Branding by Peculiar Familia


Mark and Nick are also co-founders of wine events company Wine Country, and they plan to bring plenty of happenings to their Aldinga Beach venue.

There will be regular quiz nights, the introduction of a McLaren Vale Spring Dozen event (in addition to the Adelaide Hills original), and they also plan to bring in both food and wine producers from the area.

“As soon as the truffles are ready, which is in July, we’ll be featuring Lovely Valley Truffles on the menu here, and we’re doing Italian-themed food with Alessandro [with] truffles from Myponga lunch event,” Nick says.

“We’re going to make some agnolotti pasta together in the morning and then have Jayne [Jacques] come over with the truffles from the day before.

“It’s linked to what’s local and relevant to something local, but it’s also just a tonne of fun as well.”

Prawn cocktail bun feat. bread by Dickbuns


Silver Sands Beach Club is something of a new type of collaboration, bringing together professional hospitality operators (as opposed to volunteers) and a local surf lifesaving club. Because of this, Mark and Nick are keen to foster a close relationship with the club, which has already resulted in a fair amount of staff recruitment.

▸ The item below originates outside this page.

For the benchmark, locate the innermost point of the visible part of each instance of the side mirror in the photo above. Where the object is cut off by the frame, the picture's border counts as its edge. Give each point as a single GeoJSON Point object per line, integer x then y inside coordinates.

“We’ve got six kids from the surf club, and two are from the area,” Mark says.

“And they’re great,” Nick adds.

“Most of them, it’s their first job, and they’re… so willing, so responsible and enthusiastic, and just dying to learn stuff.

“It’s been pretty cool, to learn about the surf lifesaving community, and what they do and the pride that they work with. It’s great to find ourselves in that mix, and to be able to support it.”

Silver Sands Beach Club is located on the foreshore out front of the Aldinga Bay Surf Life Saving Club on Norman Road, Aldinga Beach, and it opens Thursday through Sunday.